4. Carnival’s Sensation (2,594)

7. Norwegian Cruise Line’s Norway (2,585)

8. RCCL’s Sovereign of the Seas (2,524)

9. Cunard’s QE2 (1,810)

10. RCCL’s Nordic Empress (1,610)

Smoke signals: Even the imaginative Mark Twain would have a hard time believing this one.

The American Queen, a big new paddleboat that will begin rollin’ down the river this summer, has stacks and a pilot house so high that they will have to be lowered by hydraulic elevator to pass under some bridges.

Finishing touches are now being put on the $65 million steamboat scheduled to begin service in June with the Delta Queen Steamboat Co., the same company whose Delta Queen and the Mississippi Queen have been plying the Mississippi and Ohio Rivers for decades.

The inaugural cruise for the steamship, which is being completed in Louisiana, will depart from Pittsburgh on June 27.

The ship has 82-foot-high smokestacks and reaches 418 feet stem to stern (that’s 1.4 football fields, for those who crave that measuring stick). It’s 90 feet wide and has six decks. The paddlewheel weighs in at 60 tons.

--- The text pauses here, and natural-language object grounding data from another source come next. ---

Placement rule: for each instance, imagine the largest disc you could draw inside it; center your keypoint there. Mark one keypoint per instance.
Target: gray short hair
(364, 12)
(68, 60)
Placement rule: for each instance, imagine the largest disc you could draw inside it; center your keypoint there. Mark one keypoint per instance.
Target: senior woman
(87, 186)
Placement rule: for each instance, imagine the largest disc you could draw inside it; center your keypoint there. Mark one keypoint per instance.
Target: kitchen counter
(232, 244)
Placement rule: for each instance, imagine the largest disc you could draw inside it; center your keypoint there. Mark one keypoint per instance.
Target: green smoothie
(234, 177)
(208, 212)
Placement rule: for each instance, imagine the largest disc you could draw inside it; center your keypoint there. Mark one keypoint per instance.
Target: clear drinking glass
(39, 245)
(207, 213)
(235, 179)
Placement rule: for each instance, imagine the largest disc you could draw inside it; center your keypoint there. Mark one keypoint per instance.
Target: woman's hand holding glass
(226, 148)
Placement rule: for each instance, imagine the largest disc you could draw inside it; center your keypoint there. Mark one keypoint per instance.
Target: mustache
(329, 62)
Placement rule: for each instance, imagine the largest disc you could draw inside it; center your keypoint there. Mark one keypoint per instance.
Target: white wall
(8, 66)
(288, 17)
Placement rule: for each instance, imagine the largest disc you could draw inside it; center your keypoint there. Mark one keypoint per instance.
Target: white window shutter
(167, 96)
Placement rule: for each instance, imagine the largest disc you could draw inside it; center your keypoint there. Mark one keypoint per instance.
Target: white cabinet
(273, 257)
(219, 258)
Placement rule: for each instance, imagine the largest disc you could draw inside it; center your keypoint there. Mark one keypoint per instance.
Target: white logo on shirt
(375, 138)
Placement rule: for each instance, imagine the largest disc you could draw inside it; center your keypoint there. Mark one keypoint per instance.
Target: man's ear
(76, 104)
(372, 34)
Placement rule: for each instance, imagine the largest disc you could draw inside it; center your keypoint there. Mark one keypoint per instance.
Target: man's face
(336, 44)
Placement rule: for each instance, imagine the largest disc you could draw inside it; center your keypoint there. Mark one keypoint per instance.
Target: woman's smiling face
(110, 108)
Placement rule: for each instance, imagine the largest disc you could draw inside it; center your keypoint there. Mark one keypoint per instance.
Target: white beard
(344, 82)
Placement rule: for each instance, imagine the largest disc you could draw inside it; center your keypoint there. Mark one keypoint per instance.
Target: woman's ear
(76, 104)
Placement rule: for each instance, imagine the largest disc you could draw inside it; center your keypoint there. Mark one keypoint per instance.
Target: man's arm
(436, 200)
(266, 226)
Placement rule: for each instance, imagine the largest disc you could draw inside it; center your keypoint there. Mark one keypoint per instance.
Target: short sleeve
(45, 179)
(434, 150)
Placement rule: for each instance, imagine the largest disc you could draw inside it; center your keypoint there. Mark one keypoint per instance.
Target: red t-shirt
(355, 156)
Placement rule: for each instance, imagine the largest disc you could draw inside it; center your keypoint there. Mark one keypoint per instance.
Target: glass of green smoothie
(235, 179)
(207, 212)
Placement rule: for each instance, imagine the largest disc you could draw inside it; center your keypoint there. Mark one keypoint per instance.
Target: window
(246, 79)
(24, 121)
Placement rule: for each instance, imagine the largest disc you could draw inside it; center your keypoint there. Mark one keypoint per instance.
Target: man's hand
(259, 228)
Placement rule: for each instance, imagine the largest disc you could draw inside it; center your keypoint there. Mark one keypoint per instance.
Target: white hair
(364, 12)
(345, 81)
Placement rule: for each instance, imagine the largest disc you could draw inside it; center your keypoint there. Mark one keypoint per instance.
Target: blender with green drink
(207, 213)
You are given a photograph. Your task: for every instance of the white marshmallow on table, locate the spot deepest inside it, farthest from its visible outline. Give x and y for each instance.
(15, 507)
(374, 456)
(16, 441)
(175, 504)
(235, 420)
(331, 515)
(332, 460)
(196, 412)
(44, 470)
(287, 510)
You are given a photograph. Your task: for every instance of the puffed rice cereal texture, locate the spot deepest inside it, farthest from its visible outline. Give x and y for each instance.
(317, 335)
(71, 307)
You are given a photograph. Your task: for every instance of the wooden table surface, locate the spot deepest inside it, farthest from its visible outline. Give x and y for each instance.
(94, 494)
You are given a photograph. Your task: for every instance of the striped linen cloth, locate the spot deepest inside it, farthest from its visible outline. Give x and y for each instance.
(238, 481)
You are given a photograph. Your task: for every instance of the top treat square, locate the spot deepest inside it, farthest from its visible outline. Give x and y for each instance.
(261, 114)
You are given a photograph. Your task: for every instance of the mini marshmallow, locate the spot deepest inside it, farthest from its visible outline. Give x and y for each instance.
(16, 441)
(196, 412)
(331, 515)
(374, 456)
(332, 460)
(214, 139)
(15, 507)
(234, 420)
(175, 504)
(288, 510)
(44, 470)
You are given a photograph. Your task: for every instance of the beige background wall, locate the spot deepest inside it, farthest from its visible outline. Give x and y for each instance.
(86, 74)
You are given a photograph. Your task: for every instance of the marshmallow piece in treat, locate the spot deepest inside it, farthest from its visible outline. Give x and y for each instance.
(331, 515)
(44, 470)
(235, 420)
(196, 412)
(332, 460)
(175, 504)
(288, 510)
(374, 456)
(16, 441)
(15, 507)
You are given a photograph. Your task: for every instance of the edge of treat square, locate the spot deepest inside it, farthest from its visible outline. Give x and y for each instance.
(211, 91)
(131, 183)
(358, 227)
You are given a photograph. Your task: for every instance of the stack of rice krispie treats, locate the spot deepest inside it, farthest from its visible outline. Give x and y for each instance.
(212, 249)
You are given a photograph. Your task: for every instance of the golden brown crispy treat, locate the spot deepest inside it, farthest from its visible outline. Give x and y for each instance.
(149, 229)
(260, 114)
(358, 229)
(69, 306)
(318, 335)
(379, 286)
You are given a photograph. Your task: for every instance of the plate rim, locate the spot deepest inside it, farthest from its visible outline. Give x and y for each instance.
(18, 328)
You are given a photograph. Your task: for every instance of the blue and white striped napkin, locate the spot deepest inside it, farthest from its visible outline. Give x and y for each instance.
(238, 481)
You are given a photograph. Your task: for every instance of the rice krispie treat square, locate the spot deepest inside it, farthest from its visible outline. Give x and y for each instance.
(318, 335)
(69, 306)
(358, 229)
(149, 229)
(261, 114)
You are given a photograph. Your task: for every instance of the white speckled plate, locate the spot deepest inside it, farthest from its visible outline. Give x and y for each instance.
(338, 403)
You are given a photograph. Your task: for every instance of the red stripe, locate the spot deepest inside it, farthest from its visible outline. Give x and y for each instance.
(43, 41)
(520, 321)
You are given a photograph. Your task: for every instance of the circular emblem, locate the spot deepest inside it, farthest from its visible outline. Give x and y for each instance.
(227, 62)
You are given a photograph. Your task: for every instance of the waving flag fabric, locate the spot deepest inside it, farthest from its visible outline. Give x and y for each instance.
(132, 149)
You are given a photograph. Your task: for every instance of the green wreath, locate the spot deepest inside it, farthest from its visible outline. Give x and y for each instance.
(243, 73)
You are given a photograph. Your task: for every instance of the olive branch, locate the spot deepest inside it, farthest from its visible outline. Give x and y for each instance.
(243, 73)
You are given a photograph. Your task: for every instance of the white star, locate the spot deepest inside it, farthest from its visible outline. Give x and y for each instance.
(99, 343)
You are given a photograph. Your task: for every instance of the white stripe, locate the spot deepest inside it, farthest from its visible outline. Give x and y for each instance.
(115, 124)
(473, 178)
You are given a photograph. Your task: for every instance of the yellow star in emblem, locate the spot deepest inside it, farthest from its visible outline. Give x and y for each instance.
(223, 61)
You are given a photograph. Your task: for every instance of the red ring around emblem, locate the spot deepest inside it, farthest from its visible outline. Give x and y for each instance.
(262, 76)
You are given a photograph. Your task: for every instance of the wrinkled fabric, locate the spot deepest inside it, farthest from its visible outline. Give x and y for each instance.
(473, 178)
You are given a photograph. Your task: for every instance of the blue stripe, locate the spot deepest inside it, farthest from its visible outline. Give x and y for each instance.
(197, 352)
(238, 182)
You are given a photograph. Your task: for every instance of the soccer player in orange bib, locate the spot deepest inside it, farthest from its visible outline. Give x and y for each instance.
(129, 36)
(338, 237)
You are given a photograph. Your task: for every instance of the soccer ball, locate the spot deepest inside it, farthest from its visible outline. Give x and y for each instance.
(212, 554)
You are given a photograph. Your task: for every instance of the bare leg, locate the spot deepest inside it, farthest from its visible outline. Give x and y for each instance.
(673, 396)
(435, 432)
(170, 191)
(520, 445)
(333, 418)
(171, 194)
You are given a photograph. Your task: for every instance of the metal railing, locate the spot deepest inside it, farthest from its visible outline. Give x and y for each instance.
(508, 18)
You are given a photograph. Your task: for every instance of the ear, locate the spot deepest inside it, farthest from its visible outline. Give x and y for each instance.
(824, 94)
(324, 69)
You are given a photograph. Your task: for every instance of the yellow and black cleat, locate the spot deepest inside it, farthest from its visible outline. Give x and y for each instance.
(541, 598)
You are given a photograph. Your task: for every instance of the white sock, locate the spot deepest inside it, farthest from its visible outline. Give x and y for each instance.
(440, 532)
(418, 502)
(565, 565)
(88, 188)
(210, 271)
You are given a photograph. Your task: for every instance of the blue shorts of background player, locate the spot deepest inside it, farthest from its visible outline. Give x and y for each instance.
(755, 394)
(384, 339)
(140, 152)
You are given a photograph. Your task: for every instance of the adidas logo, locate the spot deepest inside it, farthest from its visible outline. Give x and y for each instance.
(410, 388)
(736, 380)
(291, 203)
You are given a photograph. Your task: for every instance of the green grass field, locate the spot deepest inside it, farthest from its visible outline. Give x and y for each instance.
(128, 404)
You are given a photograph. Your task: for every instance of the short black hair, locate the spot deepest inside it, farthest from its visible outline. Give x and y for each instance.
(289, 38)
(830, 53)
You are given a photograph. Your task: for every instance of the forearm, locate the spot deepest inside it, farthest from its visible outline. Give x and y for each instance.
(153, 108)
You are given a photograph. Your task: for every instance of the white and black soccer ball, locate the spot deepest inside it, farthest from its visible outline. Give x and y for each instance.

Mark Twain would probably gasp at today’s cruise prices, too. Inaugural trips start at $790 per person, double occupancy, for a three-night cruise, and the fare for seven nights in a “B” cabin is $2,780 per person.

Safer skies: Aeroflot, the Russian airline whose surliness was legendary during its days as the Soviet national carrier, is trying to mend its reputation - and going after regional airlines that misleadingly bear its name.

According to Travel Weekly, some of the 300 regional airlines formed when the Soviet Union broke up never took the Aeroflot name off the aircraft that formerly belonged to the national airline.

Aeroflot has since changed its full name to Aeroflot Russian International Airlines and has worked to improve its service. But many of the regional carriers are regarded as unsafe and unregulated.